Why do we do this? We earned the time, our employers provide the time, yet we waste the time. Some studies suggest we don’t trust that work will be done in our absence, and we will only come back to a mountain of tasks once we return.
Other reports state we feel bad to leave coworkers to carry our load while we sun ourselves by the pool.
Not me. I have no problem with that, just ask anyone here at InsureMyTrip.
Here are my 4 rules that get vacation approved!
- Timing is everything
Want to be denied? Ask your boss for PTO after a rough meeting, a failed project, or her root canal. Wait until you have a win! That big client was signed, the quarter showed a 20% revenue growth, or you finally got that weird liquid spill out of the bottom of the break-room fridge. Later in the week, later in the day is a good rule of thumb to follow.
- No, timing IS EVERYTHING
Want to get away for the Fourth of July. No kidding, so does everyone in America. Plan your vacation at off-peak times. Not only will you be more likely to get an approval, you’ll possibly see discounted rates on accommodations and travel fares. The lake is just as beautiful the weekend after, and less crowded too!
- Don’t lie
Don’t make up nonsense.

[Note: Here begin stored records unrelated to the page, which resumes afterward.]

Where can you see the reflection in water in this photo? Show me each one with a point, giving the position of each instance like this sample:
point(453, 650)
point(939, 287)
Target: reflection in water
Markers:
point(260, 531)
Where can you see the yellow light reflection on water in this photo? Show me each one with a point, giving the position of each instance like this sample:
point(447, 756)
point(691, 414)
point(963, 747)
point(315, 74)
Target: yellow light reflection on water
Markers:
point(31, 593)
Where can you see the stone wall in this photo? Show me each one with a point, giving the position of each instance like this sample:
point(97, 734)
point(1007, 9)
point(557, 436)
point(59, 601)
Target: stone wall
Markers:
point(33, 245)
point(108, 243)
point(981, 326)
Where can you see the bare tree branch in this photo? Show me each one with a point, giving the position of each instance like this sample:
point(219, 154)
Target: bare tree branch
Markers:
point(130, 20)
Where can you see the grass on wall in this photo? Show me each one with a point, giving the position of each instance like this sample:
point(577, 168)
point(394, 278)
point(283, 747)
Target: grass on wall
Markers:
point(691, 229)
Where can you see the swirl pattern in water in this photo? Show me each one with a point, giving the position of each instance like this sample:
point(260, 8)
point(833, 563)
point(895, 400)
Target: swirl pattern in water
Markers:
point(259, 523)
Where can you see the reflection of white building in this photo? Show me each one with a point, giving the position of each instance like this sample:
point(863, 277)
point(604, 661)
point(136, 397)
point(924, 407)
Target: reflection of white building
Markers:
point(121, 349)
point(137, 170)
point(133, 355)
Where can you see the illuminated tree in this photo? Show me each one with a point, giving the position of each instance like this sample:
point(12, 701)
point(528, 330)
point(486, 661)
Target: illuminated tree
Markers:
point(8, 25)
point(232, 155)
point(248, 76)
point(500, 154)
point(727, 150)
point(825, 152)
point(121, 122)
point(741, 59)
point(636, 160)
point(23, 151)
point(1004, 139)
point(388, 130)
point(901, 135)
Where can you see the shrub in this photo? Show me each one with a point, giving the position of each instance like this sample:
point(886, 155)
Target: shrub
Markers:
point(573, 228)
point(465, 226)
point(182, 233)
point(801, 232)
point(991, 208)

No story about how someone is sick, dying, or any other morbid excuse. It’s bad karma. You’re going to post photos on Facebook, and that guy you forgot you befriended after the 2012 Christmas party is going to make a comment in the break room about how tan you looked at the swim up bar, and word will get out. Then you’ll be known as a Lying McLiar.
- The less details the better
It’s your time, and you don’t need an excuse for using it however you want. If you are requesting time off on very short notice, perhaps for an emergency, then of course you may want to share a bit more with your boss. However, they don’t need to know you’re headed to the Caribbean to waste away in Margaritaville. Promoting the fun factor could interfere with your work, co-workers may become resentful, and no one likes a bragger.
No matter how you do it, DO IT! Vacation time is important. None of us should ever leave that time on someone else’s clock.